The Apollo Guidance Computer: Architecture and Operation by Frank O'Brien
Publisher: Springer Praxis Books
By now I've spent almost two decades in the software industry. Before that I used to hack around on my own toy projects, so it's probably fair to say I got a decent grasp on programming. But despite all these years thinking about code I noticed that I knew embarrassingly little about how computers actually work. What happens to all the code we write once it has been compiled down to machine instructions? How does it get executed? And, just as interesting, how can ones and zeros control peripherals like keyboards, printers or even rocket engines? My degree in electrical engineering gave me a decent understanding of several necessary components but it was far from enough. And yes, for those who know me, I may not have been the most motivated student back in the early 90ies. Thus I decided to make up for lost time by diving deeper into this subject and develop my mechanical sympathy. My first stop on this learning tour was the brilliant Code by Charles Petzold. A book about the Apollo Guidance Computer seemed like a natural next step for several reasons. First of all because I'm genuinely fascinated by both space flight and the Apollo program, but also as a way to study a real computer architecture in detail.
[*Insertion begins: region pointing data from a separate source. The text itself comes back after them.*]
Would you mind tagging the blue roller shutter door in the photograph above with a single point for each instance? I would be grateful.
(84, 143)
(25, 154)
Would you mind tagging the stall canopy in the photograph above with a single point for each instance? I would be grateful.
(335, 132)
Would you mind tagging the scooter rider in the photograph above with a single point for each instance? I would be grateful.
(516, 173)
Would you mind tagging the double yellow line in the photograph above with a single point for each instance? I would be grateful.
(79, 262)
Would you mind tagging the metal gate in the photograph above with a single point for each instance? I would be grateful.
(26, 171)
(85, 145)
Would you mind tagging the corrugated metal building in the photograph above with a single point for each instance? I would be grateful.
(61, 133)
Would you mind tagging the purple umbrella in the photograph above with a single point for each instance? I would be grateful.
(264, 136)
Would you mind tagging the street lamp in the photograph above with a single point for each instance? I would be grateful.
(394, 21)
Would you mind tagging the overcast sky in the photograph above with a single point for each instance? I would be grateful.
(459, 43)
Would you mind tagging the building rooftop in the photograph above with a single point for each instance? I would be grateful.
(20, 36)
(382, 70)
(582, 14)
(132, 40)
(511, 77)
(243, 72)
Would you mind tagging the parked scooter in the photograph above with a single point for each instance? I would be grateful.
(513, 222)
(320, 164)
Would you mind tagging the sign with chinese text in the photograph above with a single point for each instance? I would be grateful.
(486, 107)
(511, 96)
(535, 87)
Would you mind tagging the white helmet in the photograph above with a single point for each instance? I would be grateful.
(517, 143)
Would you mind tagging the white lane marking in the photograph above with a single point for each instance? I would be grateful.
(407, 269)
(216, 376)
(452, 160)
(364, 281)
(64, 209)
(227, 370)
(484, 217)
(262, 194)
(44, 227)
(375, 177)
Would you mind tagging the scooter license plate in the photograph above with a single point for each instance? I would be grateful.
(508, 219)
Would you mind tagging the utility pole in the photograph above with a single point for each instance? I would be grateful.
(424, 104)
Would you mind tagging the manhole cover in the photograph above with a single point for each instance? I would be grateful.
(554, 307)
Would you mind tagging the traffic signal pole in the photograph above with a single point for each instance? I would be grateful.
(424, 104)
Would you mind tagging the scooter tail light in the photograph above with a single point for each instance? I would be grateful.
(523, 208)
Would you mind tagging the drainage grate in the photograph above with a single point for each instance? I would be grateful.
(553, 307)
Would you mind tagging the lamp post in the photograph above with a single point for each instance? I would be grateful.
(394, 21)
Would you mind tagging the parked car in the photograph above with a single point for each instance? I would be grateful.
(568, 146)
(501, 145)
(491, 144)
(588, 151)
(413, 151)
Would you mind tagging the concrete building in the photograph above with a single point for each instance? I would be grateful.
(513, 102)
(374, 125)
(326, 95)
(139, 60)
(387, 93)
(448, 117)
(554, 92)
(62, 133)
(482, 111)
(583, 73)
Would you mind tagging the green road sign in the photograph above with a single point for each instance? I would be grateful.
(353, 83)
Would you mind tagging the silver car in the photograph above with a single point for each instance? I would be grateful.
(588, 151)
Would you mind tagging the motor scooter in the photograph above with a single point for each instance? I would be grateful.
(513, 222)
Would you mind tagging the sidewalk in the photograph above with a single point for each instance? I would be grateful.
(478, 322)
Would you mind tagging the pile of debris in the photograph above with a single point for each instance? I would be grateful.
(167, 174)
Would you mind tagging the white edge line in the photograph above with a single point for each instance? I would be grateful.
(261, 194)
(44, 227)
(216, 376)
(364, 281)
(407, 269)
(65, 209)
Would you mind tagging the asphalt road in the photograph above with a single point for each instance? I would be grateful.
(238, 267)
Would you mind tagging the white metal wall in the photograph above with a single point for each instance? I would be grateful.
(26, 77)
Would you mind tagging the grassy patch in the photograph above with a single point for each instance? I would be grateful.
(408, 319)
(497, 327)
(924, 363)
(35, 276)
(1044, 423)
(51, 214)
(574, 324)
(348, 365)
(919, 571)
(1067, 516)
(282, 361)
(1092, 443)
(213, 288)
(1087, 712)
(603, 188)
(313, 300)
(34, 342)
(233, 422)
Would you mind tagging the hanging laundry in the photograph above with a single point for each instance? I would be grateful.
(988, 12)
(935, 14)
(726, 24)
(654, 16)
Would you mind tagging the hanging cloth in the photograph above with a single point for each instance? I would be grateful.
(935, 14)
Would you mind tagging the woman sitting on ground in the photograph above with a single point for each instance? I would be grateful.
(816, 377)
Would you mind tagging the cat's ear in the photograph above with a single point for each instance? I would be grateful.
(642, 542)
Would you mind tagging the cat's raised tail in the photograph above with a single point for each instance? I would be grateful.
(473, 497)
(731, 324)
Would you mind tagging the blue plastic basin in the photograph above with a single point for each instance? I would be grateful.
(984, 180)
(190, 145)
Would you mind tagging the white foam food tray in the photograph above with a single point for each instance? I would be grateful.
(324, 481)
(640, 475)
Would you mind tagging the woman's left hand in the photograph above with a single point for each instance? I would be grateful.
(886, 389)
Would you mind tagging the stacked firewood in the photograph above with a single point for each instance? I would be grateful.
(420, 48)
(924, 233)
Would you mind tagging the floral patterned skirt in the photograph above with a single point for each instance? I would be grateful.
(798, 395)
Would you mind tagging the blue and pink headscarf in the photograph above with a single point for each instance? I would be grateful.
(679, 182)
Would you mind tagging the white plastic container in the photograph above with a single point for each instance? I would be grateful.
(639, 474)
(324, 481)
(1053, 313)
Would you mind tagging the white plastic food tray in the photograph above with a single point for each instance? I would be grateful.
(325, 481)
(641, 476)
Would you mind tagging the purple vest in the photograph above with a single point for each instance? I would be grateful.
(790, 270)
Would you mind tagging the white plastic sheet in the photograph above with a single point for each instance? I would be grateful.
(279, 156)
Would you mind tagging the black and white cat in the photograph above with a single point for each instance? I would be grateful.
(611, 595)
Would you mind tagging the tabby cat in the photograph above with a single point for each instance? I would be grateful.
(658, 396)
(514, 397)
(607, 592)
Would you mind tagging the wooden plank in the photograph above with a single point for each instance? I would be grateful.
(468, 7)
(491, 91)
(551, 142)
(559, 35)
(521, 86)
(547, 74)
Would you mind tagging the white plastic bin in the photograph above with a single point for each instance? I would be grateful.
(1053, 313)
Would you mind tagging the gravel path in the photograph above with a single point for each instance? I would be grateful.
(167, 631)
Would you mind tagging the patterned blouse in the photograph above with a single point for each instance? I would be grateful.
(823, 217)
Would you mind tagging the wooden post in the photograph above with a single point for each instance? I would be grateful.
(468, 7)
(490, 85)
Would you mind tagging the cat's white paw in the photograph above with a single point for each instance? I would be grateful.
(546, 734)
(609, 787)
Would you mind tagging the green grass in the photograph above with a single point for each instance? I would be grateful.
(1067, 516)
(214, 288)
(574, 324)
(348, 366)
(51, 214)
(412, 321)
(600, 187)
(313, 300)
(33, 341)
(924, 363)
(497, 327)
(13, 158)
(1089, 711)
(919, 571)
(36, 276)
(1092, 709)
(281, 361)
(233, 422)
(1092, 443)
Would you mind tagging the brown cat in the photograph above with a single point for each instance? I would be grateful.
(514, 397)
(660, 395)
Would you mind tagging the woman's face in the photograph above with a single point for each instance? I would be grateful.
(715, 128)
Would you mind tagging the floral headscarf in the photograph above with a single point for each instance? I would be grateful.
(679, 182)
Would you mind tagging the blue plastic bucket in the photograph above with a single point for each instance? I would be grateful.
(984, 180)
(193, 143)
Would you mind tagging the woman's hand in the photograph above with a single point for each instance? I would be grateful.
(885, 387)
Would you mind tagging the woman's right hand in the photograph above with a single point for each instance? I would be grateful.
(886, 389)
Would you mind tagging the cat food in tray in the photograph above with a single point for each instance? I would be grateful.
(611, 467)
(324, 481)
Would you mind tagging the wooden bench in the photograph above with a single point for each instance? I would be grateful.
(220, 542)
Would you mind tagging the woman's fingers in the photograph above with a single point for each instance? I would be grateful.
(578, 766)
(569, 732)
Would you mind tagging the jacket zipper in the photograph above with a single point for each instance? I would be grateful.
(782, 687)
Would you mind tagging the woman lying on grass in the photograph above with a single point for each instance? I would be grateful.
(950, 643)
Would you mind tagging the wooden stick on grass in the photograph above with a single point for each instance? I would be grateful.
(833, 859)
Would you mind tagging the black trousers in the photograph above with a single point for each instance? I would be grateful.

Studying an old and obsolete computer architecture is advantageous for a hardware newbies like me. The relative simplicity of the architecture makes it possible to grasp; You don't need to worry about CPU caches, multi-core processes or mesh network topologies. The machines of the 60ies were simple. The abstraction layers between the code and the hardware are also shallow since application programs were written in assembly or machine code. This makes it straightforward to reason about code execution.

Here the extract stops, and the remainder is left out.